There are some things in life that we tend to take for granted, and I think the HFEA is one of those things for many fertility patients in the UK. It’s easy to forget, or to be unaware, of all that the HFEA does to help us.
When the government decided to get rid of the HFEA as part of its war on quangos, the idea was that much of the work of the authority could be done just as well in other places. There were many arguments against this, but what was most worrying to me was that one of the key functions of the HFEA from the patient perspective seemed to be completely overlooked. There were endless debates about whether the HFEA was asking clinics for too much unnecessary paperwork, about whether research decisions would be better made elsewhere and about how regulation would work, but the importance to patients of the HFEA’s role as an information provider was largely ignored.

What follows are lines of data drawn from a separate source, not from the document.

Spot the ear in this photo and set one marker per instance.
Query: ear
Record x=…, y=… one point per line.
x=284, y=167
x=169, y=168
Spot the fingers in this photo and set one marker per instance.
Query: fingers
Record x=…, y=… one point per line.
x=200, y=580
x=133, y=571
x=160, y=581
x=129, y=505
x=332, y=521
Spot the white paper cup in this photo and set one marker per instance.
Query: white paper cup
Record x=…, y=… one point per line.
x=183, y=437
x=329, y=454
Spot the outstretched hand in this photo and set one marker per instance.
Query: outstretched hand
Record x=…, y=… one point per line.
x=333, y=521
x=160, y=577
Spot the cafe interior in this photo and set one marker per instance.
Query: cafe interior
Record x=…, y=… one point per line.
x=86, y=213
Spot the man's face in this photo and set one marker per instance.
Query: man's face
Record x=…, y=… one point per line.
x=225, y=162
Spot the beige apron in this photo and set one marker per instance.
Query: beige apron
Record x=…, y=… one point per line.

It’s not just the annual success rates, published for each individual clinic, which are helpful to patients but the HFEA’s measured views on a range of topics. When there’s an IVF scare story in the news, it’s the HFEA’s view which patients know they can trust to tell the truth behind the headlines.
Aside from this, the regulation of fertility clinics is something patients in the UK can take for granted. The systems may not be perfect, but the monitoring of processes and staff means that we have safety nets in place which simply don’t exist in many other parts of the world. The knowledge built up within the HFEA over many years in this area should not be underestimated.
It’s great that the government has seen sense and realised that getting rid of a body with such a wealth of expertise would not be sensible – although it would be interesting to know how much money has been spent arriving at this conclusion!
There will still be a review of the HFEA and the way that it works, particularly in relation to another body, the Human Tissue Authority. Interestingly, merging these two bodies was another potentially money-saving proposal considered five years or so ago which was dismissed out of hand after consultation.
Let’s hope not too much time or cash is spent reviewing what has already been reviewed and that it is possible to use this process to come up with some sensible views about things that can be improved whilst retaining all that is good about the HFEA.